9.5 Theses for a New Reformation
By Patrick Cheng
This article appears as a part of the Consultation on Re-envisioning the Relationship between Evangelicals and Gays. The Consultation invites a broad variety of perspectives on what that relationship ought to be, and how it can be made so. Check back for other articles and other perspectives in the days to come.
I am grateful to Patheos and Tim Dalrymple for inviting me to be part of this conversation about re-envisioning the relationship between Christian evangelicals and lesbian, gay, bisexual, and transgender (LGBT) people.
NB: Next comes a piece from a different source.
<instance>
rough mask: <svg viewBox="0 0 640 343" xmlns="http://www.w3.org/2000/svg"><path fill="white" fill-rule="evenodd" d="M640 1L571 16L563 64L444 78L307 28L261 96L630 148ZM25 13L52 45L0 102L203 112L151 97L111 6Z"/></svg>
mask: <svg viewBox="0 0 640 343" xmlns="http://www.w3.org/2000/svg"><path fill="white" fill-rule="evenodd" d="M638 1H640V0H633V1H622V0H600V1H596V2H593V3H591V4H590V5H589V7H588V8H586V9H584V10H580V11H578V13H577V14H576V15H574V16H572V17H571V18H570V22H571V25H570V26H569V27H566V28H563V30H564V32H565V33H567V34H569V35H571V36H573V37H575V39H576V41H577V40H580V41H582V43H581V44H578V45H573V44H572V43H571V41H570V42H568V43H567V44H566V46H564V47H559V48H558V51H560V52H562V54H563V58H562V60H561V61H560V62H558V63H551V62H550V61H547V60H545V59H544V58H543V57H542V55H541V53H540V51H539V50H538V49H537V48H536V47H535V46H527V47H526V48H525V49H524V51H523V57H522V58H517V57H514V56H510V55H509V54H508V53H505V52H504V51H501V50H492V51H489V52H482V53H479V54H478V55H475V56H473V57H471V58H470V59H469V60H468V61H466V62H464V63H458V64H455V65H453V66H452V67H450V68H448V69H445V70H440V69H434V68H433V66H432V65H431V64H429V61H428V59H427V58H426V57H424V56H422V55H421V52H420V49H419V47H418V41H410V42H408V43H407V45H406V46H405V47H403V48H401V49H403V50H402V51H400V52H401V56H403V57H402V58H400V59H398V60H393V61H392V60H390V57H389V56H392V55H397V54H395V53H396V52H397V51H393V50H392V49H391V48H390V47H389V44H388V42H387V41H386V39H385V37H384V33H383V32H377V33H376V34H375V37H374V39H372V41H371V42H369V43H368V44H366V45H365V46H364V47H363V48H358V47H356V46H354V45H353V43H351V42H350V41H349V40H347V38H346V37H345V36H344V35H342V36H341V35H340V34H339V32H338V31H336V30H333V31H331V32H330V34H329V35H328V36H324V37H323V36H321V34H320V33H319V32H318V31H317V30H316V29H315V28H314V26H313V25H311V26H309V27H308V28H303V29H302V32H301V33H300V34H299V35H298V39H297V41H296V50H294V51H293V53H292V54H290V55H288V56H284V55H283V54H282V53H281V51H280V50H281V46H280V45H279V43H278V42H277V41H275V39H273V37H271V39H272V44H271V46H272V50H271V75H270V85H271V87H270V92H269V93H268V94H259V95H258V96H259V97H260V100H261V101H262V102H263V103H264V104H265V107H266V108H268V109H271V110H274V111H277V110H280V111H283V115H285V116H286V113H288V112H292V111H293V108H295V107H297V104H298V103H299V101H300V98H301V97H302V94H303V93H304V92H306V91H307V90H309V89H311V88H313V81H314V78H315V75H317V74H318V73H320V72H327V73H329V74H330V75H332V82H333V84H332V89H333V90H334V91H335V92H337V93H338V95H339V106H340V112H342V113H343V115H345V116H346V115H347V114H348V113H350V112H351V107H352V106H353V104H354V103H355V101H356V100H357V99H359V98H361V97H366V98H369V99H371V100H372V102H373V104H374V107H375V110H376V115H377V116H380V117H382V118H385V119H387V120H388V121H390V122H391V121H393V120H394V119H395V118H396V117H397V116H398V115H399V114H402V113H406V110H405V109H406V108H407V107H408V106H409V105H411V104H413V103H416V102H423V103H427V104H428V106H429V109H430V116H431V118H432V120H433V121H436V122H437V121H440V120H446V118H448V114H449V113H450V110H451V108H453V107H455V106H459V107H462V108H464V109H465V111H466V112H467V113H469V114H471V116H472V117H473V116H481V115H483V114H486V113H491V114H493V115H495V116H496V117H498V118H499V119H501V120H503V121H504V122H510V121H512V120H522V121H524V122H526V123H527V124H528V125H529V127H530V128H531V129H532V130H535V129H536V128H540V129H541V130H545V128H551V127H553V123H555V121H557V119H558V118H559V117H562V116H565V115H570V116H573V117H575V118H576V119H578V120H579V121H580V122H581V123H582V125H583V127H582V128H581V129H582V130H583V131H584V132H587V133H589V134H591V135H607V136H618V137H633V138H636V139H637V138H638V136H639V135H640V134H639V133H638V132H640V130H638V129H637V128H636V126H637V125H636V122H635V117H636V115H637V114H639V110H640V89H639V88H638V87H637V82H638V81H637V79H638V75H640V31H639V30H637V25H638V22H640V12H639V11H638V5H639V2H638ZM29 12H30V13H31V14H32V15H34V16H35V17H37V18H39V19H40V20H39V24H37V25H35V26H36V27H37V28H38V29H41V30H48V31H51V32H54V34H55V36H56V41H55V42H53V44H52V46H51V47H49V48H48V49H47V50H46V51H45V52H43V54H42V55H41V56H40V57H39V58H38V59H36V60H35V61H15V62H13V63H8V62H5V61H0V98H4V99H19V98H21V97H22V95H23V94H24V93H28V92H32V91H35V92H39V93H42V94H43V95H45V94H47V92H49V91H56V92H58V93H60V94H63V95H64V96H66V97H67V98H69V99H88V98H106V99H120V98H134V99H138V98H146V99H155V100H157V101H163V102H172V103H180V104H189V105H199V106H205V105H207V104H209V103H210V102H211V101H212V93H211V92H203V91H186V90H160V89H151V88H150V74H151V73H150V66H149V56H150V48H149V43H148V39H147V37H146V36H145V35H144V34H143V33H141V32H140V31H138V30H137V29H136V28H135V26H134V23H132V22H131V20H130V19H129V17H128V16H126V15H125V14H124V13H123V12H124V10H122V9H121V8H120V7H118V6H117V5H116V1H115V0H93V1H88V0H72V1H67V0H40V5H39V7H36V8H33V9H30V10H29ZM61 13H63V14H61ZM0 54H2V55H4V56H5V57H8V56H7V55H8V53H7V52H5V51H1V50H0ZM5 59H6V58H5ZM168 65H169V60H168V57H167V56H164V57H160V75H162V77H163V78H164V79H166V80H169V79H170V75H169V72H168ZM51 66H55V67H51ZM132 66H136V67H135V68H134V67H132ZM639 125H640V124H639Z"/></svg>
All too often such discussions generate more heat than light, but it is my hope that this conversation might actually result in some metanoia on both sides of the divide.
First, a bit about me. I am an openly-gay theologian, minister, and (soon-to-be) seminary professor. I recently finished my Ph.D. in systematic theology at Union Theological Seminary in New York City, and I will be teaching historical and systematic theology at the Episcopal Divinity School in Cambridge, Massachusetts, in the fall. I grew up in the Roman Catholic Church, I have worked for the Episcopal Church for the last decade, and I am ordained with the Metropolitan Community Churches, which has quite a number of members who are LGBT evangelical Christians.
I have long been puzzled by the animosity between Christian evangelicals and the LGBT community. As someone who is passionate about scripture and biblical languages -- for example, not only do I own and regularly use hard copies of lexicons such as the unabridged Kittel and the EDNT, but I also love working with Bible software such as Logos and Accordance -- I have felt that there is actually much that evangelicals and LGBT people have in common.
As such, I would propose the following 9.5 theses for a new Reformation between Christian evangelicals and LGBT Christians. Hopefully this might lead to a broader conversation that could continue well beyond this particular forum.
1. LGBT relationships are grounded in love, which is at the very heart of our understanding of God and the Christian faith. I often wonder if anti-gay evangelicals really understand that LGBT relationships -- whether for a night or for a lifetime -- are really about love and not just sex. I personally have been together with my partner Michael for nearly nineteen years, which has given me a profound understanding of what hesed and agape means, both human and divine. If we Christians profess that God is love, that Jesus has given us a new commandment to love one another, and that the two great commandments have to do with love, why are not LGBT relationships, which are grounded in love, any less holy than non-LGBT relationships?
2. Christian evangelicals often lack compassion toward LGBT people, which makes it difficult, if not impossible, for LGBT people to hear the good news of the gospel. I have been amazed how anti-gay evangelicals, who ostensibly profess a gospel of forgiveness and compassion, can be so utterly uncompassionate toward LGBT people as well as other Christians with whom they disagree. I myself have been the recipient of hate mail, vulgar comments, and ad hominem attacks from self-identified Christians, simply for questioning the status quo about same-sex acts. Frankly, I believe a lot of the anger and fear comes from closeted Christians -- that is, those who are struggling with their own same-sex attractions -- who thus end up projecting their own self-hate on to LGBT people. What evangelicals should ask themselves is this: How do you expect LGBT people to hear any good news when all they experience is condemnation and hatred from Christians?